Hundreds of Los Osos property owners have already returned their ballots on the town's controversial sewer assessment, while hundreds of others have flooded county offices with questions and concerns, the SLO County Board of Supervisors was told Sept. 11.
"The ballots are coming in fast and furious," said Vicki Shelby of the county clerk's office.
Around 700 ballots have been turned in so far, out of 8,584 ballots mailed to property owners last month, supervisors were told.
Many of the questions concerned multiple ballots going out to the same parcel, or property owners not receiving a ballot at all, according to John Diodati of the county public works department, who said he has "fielded 200 phone calls" in addition to the calls made to the county auditor's and county clerk's offices.

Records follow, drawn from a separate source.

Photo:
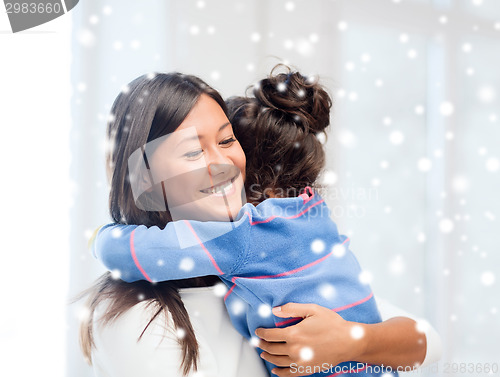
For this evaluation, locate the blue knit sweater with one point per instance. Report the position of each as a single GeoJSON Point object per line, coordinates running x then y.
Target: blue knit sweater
{"type": "Point", "coordinates": [282, 250]}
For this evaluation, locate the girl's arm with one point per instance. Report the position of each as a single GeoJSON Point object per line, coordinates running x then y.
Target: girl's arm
{"type": "Point", "coordinates": [396, 342]}
{"type": "Point", "coordinates": [183, 249]}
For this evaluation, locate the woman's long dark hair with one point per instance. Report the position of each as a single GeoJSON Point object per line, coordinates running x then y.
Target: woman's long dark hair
{"type": "Point", "coordinates": [150, 107]}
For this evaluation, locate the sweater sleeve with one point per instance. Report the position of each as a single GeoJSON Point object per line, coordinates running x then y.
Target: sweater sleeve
{"type": "Point", "coordinates": [183, 249]}
{"type": "Point", "coordinates": [434, 347]}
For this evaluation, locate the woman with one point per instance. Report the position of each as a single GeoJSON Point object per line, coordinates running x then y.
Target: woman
{"type": "Point", "coordinates": [154, 107]}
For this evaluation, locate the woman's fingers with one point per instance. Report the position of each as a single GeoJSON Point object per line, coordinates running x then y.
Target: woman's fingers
{"type": "Point", "coordinates": [274, 348]}
{"type": "Point", "coordinates": [288, 372]}
{"type": "Point", "coordinates": [272, 335]}
{"type": "Point", "coordinates": [281, 361]}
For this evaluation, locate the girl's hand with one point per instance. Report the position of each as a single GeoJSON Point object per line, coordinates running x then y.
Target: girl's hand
{"type": "Point", "coordinates": [321, 340]}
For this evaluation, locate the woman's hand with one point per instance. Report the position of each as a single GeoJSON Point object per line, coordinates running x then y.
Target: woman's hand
{"type": "Point", "coordinates": [324, 339]}
{"type": "Point", "coordinates": [321, 340]}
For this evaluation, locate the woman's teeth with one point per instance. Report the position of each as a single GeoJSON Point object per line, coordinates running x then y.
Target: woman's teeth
{"type": "Point", "coordinates": [220, 190]}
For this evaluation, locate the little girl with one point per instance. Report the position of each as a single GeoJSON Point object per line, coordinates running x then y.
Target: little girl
{"type": "Point", "coordinates": [285, 248]}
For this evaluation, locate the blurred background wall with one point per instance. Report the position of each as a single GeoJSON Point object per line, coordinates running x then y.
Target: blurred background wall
{"type": "Point", "coordinates": [413, 153]}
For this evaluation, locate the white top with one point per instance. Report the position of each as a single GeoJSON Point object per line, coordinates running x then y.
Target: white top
{"type": "Point", "coordinates": [223, 351]}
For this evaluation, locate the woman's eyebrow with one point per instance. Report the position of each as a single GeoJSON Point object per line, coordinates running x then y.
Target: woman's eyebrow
{"type": "Point", "coordinates": [199, 137]}
{"type": "Point", "coordinates": [224, 126]}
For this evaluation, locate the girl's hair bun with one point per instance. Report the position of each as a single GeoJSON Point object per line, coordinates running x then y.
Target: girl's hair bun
{"type": "Point", "coordinates": [301, 100]}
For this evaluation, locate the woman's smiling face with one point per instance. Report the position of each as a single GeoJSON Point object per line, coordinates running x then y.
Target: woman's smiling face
{"type": "Point", "coordinates": [201, 165]}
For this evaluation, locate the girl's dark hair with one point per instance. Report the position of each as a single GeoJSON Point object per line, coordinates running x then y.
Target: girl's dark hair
{"type": "Point", "coordinates": [277, 128]}
{"type": "Point", "coordinates": [150, 107]}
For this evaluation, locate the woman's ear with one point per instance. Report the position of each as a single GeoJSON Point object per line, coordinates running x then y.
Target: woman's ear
{"type": "Point", "coordinates": [145, 180]}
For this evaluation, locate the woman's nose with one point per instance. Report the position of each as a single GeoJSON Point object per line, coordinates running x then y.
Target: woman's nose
{"type": "Point", "coordinates": [219, 164]}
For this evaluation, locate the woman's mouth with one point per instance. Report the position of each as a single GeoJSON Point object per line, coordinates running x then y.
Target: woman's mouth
{"type": "Point", "coordinates": [225, 188]}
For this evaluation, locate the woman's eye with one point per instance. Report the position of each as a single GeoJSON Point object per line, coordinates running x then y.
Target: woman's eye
{"type": "Point", "coordinates": [193, 155]}
{"type": "Point", "coordinates": [228, 141]}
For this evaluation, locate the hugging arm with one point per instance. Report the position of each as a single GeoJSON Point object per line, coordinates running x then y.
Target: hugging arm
{"type": "Point", "coordinates": [183, 249]}
{"type": "Point", "coordinates": [395, 342]}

Under the provisions of Proposition 218, the so-called "right to vote on taxes" measure, property owners are being asked whether or not they agree to an assessment on their property to pay for a still-undefined sewage collection and treatment system.
"This is not usual voting. Each vote is weighted, so if someone is a half-owner, they have half a vote. It's not one ballot, one vote. The sum of all ballots for a parcel equals the total proposed assessment for that parcel," Diodati explained.
But because the county assessor's property ownership records are "a snapshot in time," the information they provide may not be current, he said. Duplicate ballots will be issued for new owners who request them by calling 781-5080, while any ballots sent to former owners or deceased owners won't be counted, he assured the meeting.
Complaints about the address labels on ballot envelopes being glued over other labels with neighbors' names are the result of a "quality control" effort and are actually "evidence we've taken every step" to insure ballots were mailed to the correct person and property, he said.
The required signatures of those voting will not be compared to their voter registration cards, since a Proposition 218 vote is a different process, Shelby said.
Several speakers at the meeting commended Supervisor Bruce Gibson and engineer Paavo Ogren for convincing the Regional Water Quality Control Board to lift the cease-and-desist orders randomly applied to 45 septic tank owners in Los Osos. The water board decided at its Sept. 7 meeting in San Luis Obispo to hold a hearing on the issue in December, once the results of the Proposition 218 vote are known.
"The water board gave their assurance that they won't do selective enforcement.
It's important in a democracy that decisions are not based on fear," citizen Al Barrow said during public comment.
With proposed assessments around $200 a month per household, "the affordability issue keeps coming back repeatedly," said Supervisor Jim Patterson. He said a Proposition 218 "yes" vote would open the door to county financing mechanisms, including federal grants.
"Every strategy to lower the costs is in play right now," said Gibson, adding that he and Ogren were to travel to Sacramento on Sept. 13 to lobby for state financing.
If property owners approve the sewer assessment, an environmental impact report will be prepared beginning in January, with comparisons of various treatment technologies and locations. The document will be available for public review six months later, according to Mark Hutchinson of the county public works department.